LooseLab / readfish

CLI tool for flexible and fast adaptive sampling on ONT sequencers
https://looselab.github.io/readfish/
GNU General Public License v3.0
163 stars 31 forks source link

Adding additional .mmi extensions to all possible fasta file format l… #330

Closed mattloose closed 5 months ago

mattloose commented 5 months ago

…abels to catch acceptable file types.

This request addresses #326 and enables validation of the following file type endings.

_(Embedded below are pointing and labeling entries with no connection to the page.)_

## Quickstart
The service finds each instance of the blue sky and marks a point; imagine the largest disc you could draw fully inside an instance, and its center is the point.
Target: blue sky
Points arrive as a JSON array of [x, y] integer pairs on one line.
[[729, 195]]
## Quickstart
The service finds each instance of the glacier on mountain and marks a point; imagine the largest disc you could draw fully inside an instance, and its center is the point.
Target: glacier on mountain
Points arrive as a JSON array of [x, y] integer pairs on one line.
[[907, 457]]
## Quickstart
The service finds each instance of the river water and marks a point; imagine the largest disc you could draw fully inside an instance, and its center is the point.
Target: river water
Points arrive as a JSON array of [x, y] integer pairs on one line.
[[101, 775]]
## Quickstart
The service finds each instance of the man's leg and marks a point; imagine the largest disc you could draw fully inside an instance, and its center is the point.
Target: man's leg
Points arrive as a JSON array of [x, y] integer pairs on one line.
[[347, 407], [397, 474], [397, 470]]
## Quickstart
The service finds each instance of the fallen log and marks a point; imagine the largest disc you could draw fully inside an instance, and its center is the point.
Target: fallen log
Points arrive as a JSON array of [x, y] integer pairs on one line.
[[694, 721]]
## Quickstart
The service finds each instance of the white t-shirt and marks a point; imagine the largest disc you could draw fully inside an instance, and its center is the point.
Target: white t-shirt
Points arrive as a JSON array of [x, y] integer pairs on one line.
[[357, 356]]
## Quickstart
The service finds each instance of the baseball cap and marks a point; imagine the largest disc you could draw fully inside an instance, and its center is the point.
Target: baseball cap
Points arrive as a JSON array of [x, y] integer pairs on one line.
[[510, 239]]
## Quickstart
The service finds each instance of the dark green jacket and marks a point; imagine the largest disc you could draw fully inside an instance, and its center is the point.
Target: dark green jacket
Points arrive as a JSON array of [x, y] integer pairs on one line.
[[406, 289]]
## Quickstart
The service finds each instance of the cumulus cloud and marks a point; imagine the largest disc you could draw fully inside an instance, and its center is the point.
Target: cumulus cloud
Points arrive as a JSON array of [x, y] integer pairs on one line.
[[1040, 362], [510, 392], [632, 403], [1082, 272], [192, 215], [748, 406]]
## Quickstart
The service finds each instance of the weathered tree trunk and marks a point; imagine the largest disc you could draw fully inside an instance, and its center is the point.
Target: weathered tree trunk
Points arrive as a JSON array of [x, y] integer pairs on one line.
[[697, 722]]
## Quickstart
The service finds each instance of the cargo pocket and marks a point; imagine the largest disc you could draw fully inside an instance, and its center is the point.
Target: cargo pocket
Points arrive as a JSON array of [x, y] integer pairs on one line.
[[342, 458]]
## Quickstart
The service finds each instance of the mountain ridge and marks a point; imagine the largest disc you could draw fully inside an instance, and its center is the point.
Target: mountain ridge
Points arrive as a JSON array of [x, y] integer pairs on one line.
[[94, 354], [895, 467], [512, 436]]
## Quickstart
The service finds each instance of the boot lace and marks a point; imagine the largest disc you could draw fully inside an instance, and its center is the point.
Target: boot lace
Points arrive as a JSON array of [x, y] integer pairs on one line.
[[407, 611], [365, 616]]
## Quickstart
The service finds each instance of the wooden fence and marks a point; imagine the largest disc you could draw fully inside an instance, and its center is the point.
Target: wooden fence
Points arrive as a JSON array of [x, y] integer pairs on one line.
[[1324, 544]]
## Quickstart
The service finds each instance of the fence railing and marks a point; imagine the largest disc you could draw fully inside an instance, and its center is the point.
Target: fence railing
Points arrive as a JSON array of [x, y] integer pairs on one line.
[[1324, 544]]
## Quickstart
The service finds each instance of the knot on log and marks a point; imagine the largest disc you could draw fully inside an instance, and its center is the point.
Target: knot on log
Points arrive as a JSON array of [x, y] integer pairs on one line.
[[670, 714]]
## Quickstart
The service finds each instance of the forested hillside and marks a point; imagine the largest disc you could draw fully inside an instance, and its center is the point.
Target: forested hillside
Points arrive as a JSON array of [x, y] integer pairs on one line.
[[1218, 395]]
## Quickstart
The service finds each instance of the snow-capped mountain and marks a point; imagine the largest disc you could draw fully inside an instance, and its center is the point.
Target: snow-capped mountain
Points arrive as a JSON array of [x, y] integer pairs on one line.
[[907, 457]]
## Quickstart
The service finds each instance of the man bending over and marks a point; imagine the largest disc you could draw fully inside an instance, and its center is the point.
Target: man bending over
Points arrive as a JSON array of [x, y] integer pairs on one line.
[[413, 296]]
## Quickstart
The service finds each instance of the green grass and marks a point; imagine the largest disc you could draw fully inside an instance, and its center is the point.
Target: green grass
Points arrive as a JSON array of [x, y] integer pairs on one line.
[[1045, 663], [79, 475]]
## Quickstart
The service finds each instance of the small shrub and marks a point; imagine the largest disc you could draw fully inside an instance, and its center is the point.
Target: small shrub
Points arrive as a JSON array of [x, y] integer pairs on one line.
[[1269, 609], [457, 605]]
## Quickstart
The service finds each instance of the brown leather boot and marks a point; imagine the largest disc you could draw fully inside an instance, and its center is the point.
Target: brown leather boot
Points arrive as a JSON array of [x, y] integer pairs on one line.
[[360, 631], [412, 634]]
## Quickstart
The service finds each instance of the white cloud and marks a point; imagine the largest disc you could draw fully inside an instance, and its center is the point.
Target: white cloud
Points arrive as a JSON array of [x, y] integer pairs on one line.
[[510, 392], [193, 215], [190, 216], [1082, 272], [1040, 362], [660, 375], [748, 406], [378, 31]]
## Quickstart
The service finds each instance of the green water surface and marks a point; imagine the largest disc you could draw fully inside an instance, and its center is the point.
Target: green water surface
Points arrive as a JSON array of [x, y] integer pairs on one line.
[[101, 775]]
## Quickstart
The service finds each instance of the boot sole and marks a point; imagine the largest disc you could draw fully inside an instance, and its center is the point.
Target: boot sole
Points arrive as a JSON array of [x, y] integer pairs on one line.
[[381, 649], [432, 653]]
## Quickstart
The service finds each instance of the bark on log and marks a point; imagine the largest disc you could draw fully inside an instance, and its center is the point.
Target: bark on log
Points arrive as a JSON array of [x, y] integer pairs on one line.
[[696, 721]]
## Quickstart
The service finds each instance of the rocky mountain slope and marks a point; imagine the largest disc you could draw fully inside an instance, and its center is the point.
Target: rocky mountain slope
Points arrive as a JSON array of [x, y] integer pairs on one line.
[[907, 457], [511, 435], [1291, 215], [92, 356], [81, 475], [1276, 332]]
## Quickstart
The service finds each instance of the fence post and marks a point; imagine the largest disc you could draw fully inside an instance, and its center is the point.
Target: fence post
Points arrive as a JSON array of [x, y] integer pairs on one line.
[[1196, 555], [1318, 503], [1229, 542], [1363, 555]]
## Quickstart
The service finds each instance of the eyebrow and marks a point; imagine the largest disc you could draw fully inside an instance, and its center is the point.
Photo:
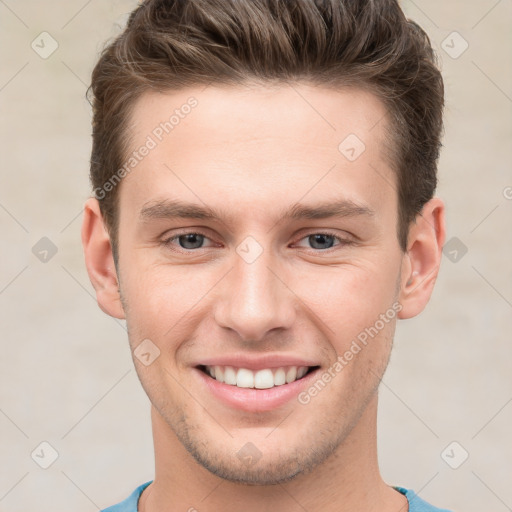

['.fasta.gz', '.fna.gz', '.fsa.gz', '.fa.gz', '.fastq.gz', '.fq.gz', '.fasta.mmi', '.fna.mmi', '.fsa.mmi', '.fa.mmi', '.fastq.mmi', '.fq.mmi', '.fasta', '.fna', '.fsa', '.fa', '.fastq', '.fq', '.mmi']

I think a better way to handle this in the future would be to explicitly detemine if the file is readable by mappy. However, this will catch the most common possible mmi extension types.

alexomics commented 5 months ago

I don't think that the current fix addresses the problem in the issue. Which is an extra . in the filename (GCA_000001405.15_GRCh38_no_alt_analysis_set.fna.mmi), so pathlib suggests that the suffix is .15_grch38_no_alt_analysis_set.fna.mmi

We could use something like:

file_extensions = ['.fasta', '.fna', '.fsa', '.fa', '.fastq', 
                   '.fq', '.fasta.gz', '.fna.gz', '.fsa.gz', 
                   '.fa.gz', '.fastq.gz', '.fq.gz', '.mmi']
if not any(index.lower().endswith(suffix) for suffix in file_extensions):
    raise ...

Probably should add a test case TOML for this too.

mattloose commented 5 months ago

I mean - it does fix it...

But I'll look at this alternative.

mattloose commented 5 months ago

OK It doesn't fix it.

Whoops.

mattloose commented 5 months ago

This addresses the issue raised by @alexomics (thanks - good spot).

I've attempted to add in a test toml but I don't think this is yet correct - advice from anyone appreciated.

alexomics commented 5 months ago

So the TOML tests are a bit of a Rube Goldberg machine, you need to:

  1. create a TOML file (readfish/tests/static/toml_validation_test/fail/005_bad_reference_file.TOML)
  2. create a matching TXT file (readfish/tests/static/toml_validation_test/fail/005_bad_reference_file.txt) that contains the expected error message(s) the TOML will generate

It's described a little bit more on the README for each test folder.

mattloose commented 5 months ago

re: the tests - the output of the readfish validate command won't error on this file now - it will just give a warning - can that be caught in a text file? I note that in the other examples for validating mappy the text file is just empty?

mattloose commented 5 months ago

OK - this adds a fail and pass test for these specific issues - the pass reference index file is named as per the issue that started this.

alexomics commented 5 months ago

Almost there! You seem to be missing a TOML file tests/static/mappy_validation_test/fail/004_bad_reference_file_extension.toml

mattloose commented 5 months ago

D'oh

Should be there now. I forgot I needed to force add the toml due to the gitignore!